I should like you to learn Greek, my boy, if you can." "I thought he was singing, mother," said Sam; but after that the lad used to sit delighted, by the river side, when they were fishing, while the Doctor, with his musical voice, repeated some melodious ode of Pindar's.
And so the intellectual education proceeded, with more or less energy; and meanwhile the physical and moral part was not forgotten, though the two latter, like the former, were not very closely attended to, and left a good deal to Providence.
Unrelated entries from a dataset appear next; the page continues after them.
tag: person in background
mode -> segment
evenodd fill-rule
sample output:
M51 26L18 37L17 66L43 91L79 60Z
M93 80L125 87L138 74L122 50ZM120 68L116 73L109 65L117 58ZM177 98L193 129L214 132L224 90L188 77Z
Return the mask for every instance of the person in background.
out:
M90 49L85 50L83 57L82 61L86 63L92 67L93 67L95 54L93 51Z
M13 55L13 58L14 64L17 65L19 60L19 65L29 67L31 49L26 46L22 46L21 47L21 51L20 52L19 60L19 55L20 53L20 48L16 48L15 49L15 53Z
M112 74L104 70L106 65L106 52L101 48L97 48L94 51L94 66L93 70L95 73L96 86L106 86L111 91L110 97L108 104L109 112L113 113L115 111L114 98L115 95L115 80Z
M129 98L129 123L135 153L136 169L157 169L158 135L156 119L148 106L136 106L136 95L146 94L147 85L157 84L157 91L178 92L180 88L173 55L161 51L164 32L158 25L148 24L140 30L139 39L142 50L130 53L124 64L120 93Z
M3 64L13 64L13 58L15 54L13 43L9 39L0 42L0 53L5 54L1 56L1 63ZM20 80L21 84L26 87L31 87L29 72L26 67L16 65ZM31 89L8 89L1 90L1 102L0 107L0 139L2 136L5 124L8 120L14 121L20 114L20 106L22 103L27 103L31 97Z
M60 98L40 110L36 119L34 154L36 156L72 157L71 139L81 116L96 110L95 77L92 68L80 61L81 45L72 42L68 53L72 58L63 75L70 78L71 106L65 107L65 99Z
(And, having done your best for a boy, in what better hands can you leave him ?) But the Major, as an old soldier, had gained a certain faith in the usefulness of physical training; so, when Sam was about twelve, you might have seen him any afternoon on the lawn, with his father, the Major, patiently teaching him singlestick, and Sam as patiently learning, until the boy came to be so marvellously active on his legs, and to show such rapidity of eye and hand, that the Major, on one occasion, having received a more than usually agonizing cut on the forearm, remarked that he thought he was not quite so active on his pins as formerly, and that he must hand the boy over to the Doctor.
"Doctor," said he that day, "I have taught my boy ordinary sword play till, by Jove, sir, he is getting quicker than I am.

I wish you would take him in hand and give him a little fencing." "Who told you I could fence ?" said the Doctor.
"Why, I don't know; no one, I think.

I have judged, I fancy, more by seeing you flourish your walking-stick than anything else.